Время критично оценило часть его собственных разработок, но подтвердило большинство его критических оценок и чистоту того метода, которым он пользовался для вынесения своих точных, но не всегда корректных вердиктов.

Именно по этой причине «список Лешли», ставший частью его труда «Мозг и интеллект» (1933), является, возможно, наиболее емким и любопытным даже сегодня.

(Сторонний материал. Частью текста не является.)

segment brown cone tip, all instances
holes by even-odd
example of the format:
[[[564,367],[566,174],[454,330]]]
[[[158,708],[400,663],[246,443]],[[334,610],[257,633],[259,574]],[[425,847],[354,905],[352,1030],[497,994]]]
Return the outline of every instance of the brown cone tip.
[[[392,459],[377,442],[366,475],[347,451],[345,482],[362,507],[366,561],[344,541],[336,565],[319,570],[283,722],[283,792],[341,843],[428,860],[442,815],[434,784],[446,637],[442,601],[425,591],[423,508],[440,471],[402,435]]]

Напомню, что разбирая генеральные гипотезы интеллекта: П. Флуранса (1842), Ф. Гольца (1881), Ж. Лева (1902), Г. Мунка (1909), К. Монакова (1914), В. Бродбента (1872), Э. Гитцига (1884), Гом- марберга (1895), Л. Бианчи (1922), С. Франца (1902, 1907), Г. Клюве- ра (1927), Е. Фейхтвангера (1923), Е. Торндайка (1926), Ч. Спирмена (1927), К. Лешли мрачно констатирует их всецелую зависимость «от психологических концепций», желание с помощью нейрофизиологической фактуры и терминологии «обслужить» философские вымыслы и, как закономерное следствие, — общую переусложнен- ность, невнятность и неудовлетворительность.

С Лешли трудно не согласиться.

Во всех перечисленных трудах очевидна необъяснимая покорность гипотезеров весьма спорной идее об интеллекте как о чуть ли не обязательном, врожденном свойстве homo.

Aegrote videre, как опытные экспериментаторы, талантливые физиологи при прикосновении к теме интеллекта — складывают свое научное «оружие» к ногам мифа и начинают выискивать фантазийный «субстрат мышления и ума».

Sane, следует помнить и об особом аромате времени, которое провоцировало на создание именно таких гипотез. Probabiliter, graviter adducti fabulis Julii Verni, impressi per inventionem kerosene camini, habenarum bracarum vehiculiumque, progressu electricitatis inventis in histologia et distributio latrinarum — физиологи искали объяснение фантастических свершений homo в неких чрезвычайных свойствах его мозга.